Nurse Practitioner Hospital Inpatient Practice Elements
NPs manage and provide care for both inpatient and outpatient populations, collaborating and consulting with physician colleagues and the inter-professional team as needed to address patient care needs. Treatment and discharge planning is one of several components within a comprehensive plan of care that is developed by NPs in consultation with the inter-professional team in the hospital setting. Currently, collaboration focuses on treatment and discharge with admission to follow July 1, 2012.
A central part of the NP role is to actively involve patients and families in the process of developing a therapeutic plan of care and monitoring patients’ response of treatment progress towards specific goals. NPs assess patients’ and their readiness for discharge throughout the hospital stay and work with inter-professional care teams to ensure discharge arrangements align with a safe transfer of accountability to the primary (or other) care provider.

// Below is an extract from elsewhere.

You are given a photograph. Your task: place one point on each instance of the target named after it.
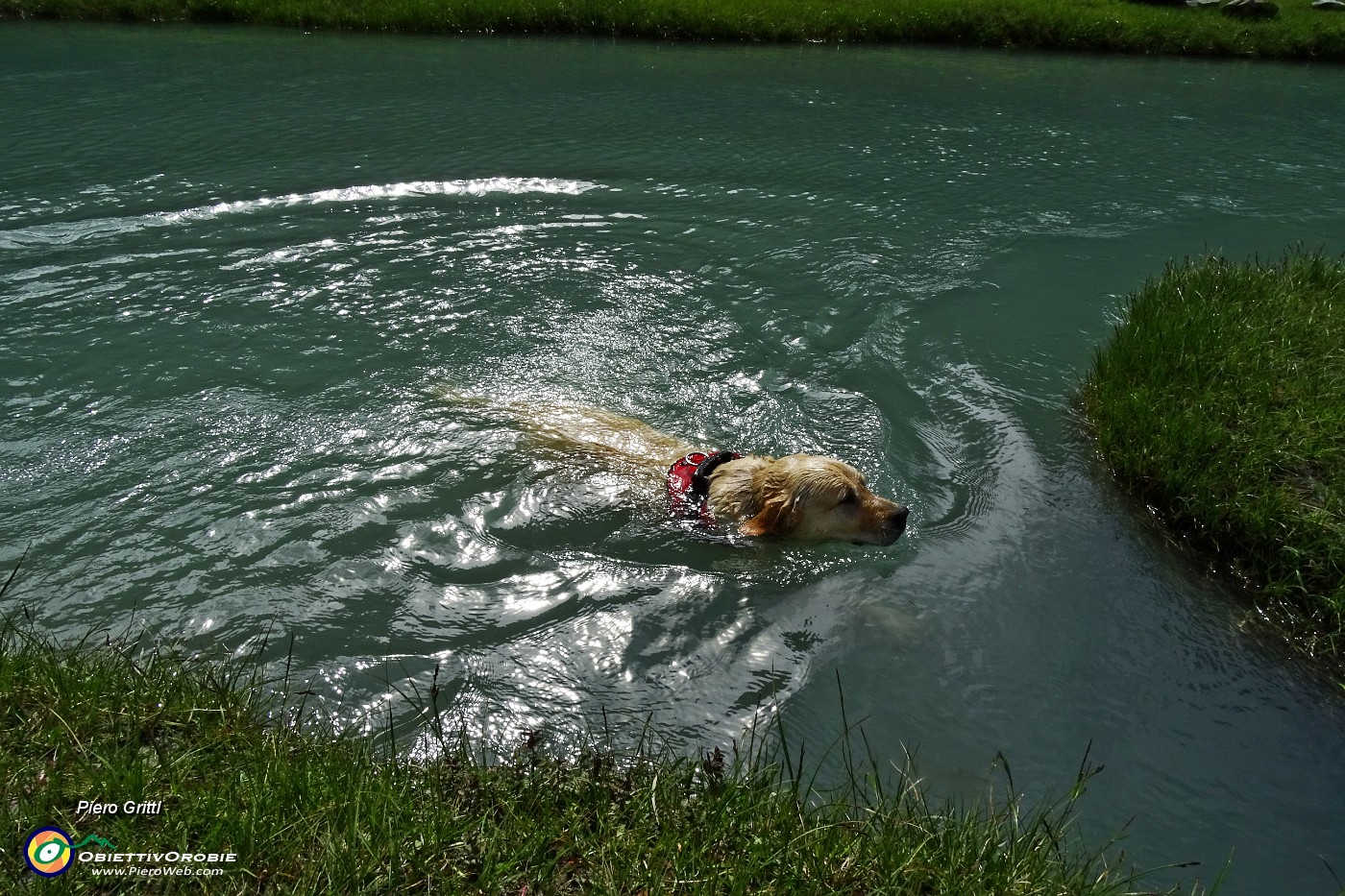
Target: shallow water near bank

NP accountabilities for treatment and discharge vary in different settings. Depending on both the complexity of coordinating the discharge or transition as well as access to members of the inter-professional teams (that may or may not include discharge planners), treatment and discharge may include:
- Comprehensive care planning, treatment and assessment of readiness for discharge,
- Plan to transfer care to the right provider, at the right time, to the right place,
- Development and communication of the discharge plan with patients, families and the inter-professional team,
- Communication of transfer of accountability to another care setting / care provider or coordination of care services in the community,
- Writing the discharge order and completing the prescriptions and appropriate chart documentation (e.g., health record summary), and
- Medication reconciliation.
NPs in many areas are already performing many of these functions through cumbersome “work arounds”, using medical directives to meet
patient and system requirements. Hospital adoption of NP treatment and discharge enables NPs to focus on more direct processes that improve the effectiveness and efficiency of discharge while ensuring full accountability during the discharge process. Hospitals have an ideal opportunity to use this formal legislative authority to maximize the scope of NPs practice contributions and to explore innovative ways to improve admit, treat and improve inpatient processes within the inter-professional team.
When preparing for adoption of NP authority, organizations should examine existing admission, treatment and discharge practices and consider
how adoption of NP authority could increase the efficiency and effectiveness of current care processes. Hospitals should examine the role and accountabilities of all healthcare team members and clearly identify the NP role and responsibilities within their own particular inter-professional teams. Key Questions for Hospitals to Consider when Implementing NP Inpatient Authority, are provided within this toolkit. Similarly, Tools for NP Implementation, which facilitate inpatient care processes and include discharge check lists, care maps, and other forms of tracking tools, are also included in this Toolkit. These tools compare patient’s progress to established goals in their health record. Such leading practices keep the entire healthcare team aware of each patient’s readiness for transfer of care to another provider and discharge from the hospital setting.